Invece finisce... la ventunesima sferzata è stata solo un test che lei ha superato brillantemente, lo può capire dal sorriso soddisfatto del suo Padrone. Tutto finisce all’improvviso come era iniziato, sente la sua pelle arrossata e dolorante, segnata dai colpi ma questo la rende felice e orgogliosa, vorrebbe che tutti vedessero quei segni, perché sono il segno dell’appartenenza al suo Padrone.
“Girati” … la ragazza si gira con gambe malferme … “siediti sulla tazza adesso, sai cosa devi fare”. “Oddio – pensa disperata – ti prego questo no, non ci riuscirò mai. Posso sopportare il frustino ma non riuscirò mai a fare pipì davanti a lui e lui lo sa bene. Perché vuole umiliarmi così a fondo quando sa benissimo che non ci riuscirò mai? Abbiamo provato tante volte ma non ci riesco…”.
È preoccupata, non sa come fare e mentre cerca una soluzione lui le afferra i capelli, la tira verso il suo sesso e glielo spinge fino in gola, la sta scopando in bocca adesso. Lei sente i conati di vomito che l’afferrano, cerca di divincolarsi ma è stretta a lui e non ci riesce. “Toccati la fica piccola cagna, cerca di fare pipì mentre ti procuri il piacere e il tuo Padrone sta per venirti in gola”.
Comincia a toccarsi. Il fatto di sentirsi così degradata in un bagno pubblico, con uomini che sicuramente immaginano cosa le sta succedendo, la consapevolezza di essere un oggetto, amato e desiderato ma pur sempre un oggetto, le fa esplodere lampi nel cervello; prova piacere allo stato puro, dimentica tutto e tutti, sente solo quel cazzo che le sta violando la bocca e il piacere che si sta donando con le proprie mani, ecco all’improvviso l’orgasmo, mentre la pipì comincia ad uscire dalla sua fica spalancata sulla tazza... prima delle goccioline e poi come una fontanella … nello stesso momento sente il piacere del suo Padrone scoppiarle nella gola …Un momento bellissimo per lei, ha soddisfatto in pieno le aspettative del suo Padrone, lo sa bene ma non può impedirsi di guardarlo negli occhi e di implorarlo silenziosamente di dirle qualcosa … di dirle se è stata abbastanza brava, se è riuscita ad essere come lui voleva.
“Sei fantastica cucciola, non avevo dubbi, non ne avevo mai avuti. Tu sei la mia schiavetta adorata. Alzati adesso, torniamo a vedere il resto dell’opera”.

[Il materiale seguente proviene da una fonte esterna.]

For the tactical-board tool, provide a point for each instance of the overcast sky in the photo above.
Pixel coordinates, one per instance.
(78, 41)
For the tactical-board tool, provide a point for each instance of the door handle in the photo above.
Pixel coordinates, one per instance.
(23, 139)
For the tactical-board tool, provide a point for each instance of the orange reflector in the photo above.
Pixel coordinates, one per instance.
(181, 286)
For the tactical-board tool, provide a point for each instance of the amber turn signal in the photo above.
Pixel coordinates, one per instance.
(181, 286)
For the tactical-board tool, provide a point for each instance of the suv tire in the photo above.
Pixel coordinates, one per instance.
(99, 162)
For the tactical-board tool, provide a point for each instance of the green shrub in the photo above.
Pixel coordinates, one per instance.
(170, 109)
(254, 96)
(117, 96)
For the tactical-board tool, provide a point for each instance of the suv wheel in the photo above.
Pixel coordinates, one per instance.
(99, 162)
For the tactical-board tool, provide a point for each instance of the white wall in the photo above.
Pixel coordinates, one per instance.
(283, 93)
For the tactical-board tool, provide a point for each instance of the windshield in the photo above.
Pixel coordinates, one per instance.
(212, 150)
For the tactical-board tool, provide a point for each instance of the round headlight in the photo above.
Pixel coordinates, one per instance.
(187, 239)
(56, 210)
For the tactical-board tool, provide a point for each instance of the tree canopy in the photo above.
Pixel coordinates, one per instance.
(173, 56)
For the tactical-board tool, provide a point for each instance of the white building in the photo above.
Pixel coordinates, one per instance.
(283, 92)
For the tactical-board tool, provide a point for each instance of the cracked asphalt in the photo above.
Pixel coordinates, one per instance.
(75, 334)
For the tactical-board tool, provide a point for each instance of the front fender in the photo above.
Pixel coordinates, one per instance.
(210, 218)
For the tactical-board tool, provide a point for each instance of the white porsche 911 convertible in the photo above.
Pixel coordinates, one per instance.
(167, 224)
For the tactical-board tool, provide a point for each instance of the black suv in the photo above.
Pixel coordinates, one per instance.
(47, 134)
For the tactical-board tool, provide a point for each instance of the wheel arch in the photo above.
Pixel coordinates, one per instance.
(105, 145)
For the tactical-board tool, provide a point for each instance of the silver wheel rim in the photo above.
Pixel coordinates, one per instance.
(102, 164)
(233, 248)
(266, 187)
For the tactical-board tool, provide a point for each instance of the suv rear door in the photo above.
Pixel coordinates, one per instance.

Sa che adesso deve superare l’ultima prova. Uscire da quel bagno in disordine, accaldata, violata, fustigata e umiliata ma immensamente felice e passare davanti a tutte quelle persone che la guarderanno con compassione o forse con invidia; invidia perché quello che lei ha provato in quei momenti, quelle emozioni così intense e forti, così totali forse loro non le proveranno mai chiusi nei loro falsi moralismi e nei loro pregiudizi. Lei no, lei ha superato quella barriera tempo fa e adesso può passare a testa alta, fiera ed orgogliosa di avere il sedere segnato dai colpi del suo Padrone, perché quello è il segno che la distingue, perché quello è il segno che afferma che lei ha scelto … ed ha scelto di andare oltre!